In a practice, Ward sort of bent a passage around a blitzer coming in the opposite direction in the hands of his receiver. Leftwich, now the Texas Tech attacking coordinator, said that a few hours later, the embodied word coaches had gathered to review the game at least 15 times.
Ward was an anomaly. However, its ascent was helped by registering in college at a time when the NCAA rules changes no longer required transfers to oppose one season, giving players who started in smaller colleges more ascending. With the open transfer portal, Ward was transferred to the state of Washington in 2022 (after Morris left to be the offensive coordinator of cougars) then in 2024 in Miami, where he increased his draft stock by reproducing his large production against more difficult competition. Along the way, Ward praised its freshness under pressure and an external confidence that puts its teammates at ease – features that were also exposed to high school, if someone was looking for.

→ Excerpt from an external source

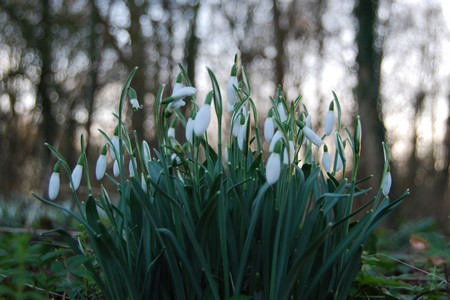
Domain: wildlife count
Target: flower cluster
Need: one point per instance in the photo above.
(287, 128)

During his stay in Incarnate Word, Ward and her attacking coordinator, Leftwich, spoke of the possibility of playing him one day in the NFL. In fact, before Ward even played a match for Incarnate Word, Leftwich passed Thanksgiving in 2020 with his family when he said to his father and brother, another university coach, this embodied little word had a future quarter of the NFL on his list.
This week, Ward will perform this prediction. And it may never have happened without the desire to offer Ward what no other team would do.
“Holy Cow, we have just caused a global choice n ° 1 potential at the University of Incarnate,” said Leftwich. “It’s quite incredible, honestly.”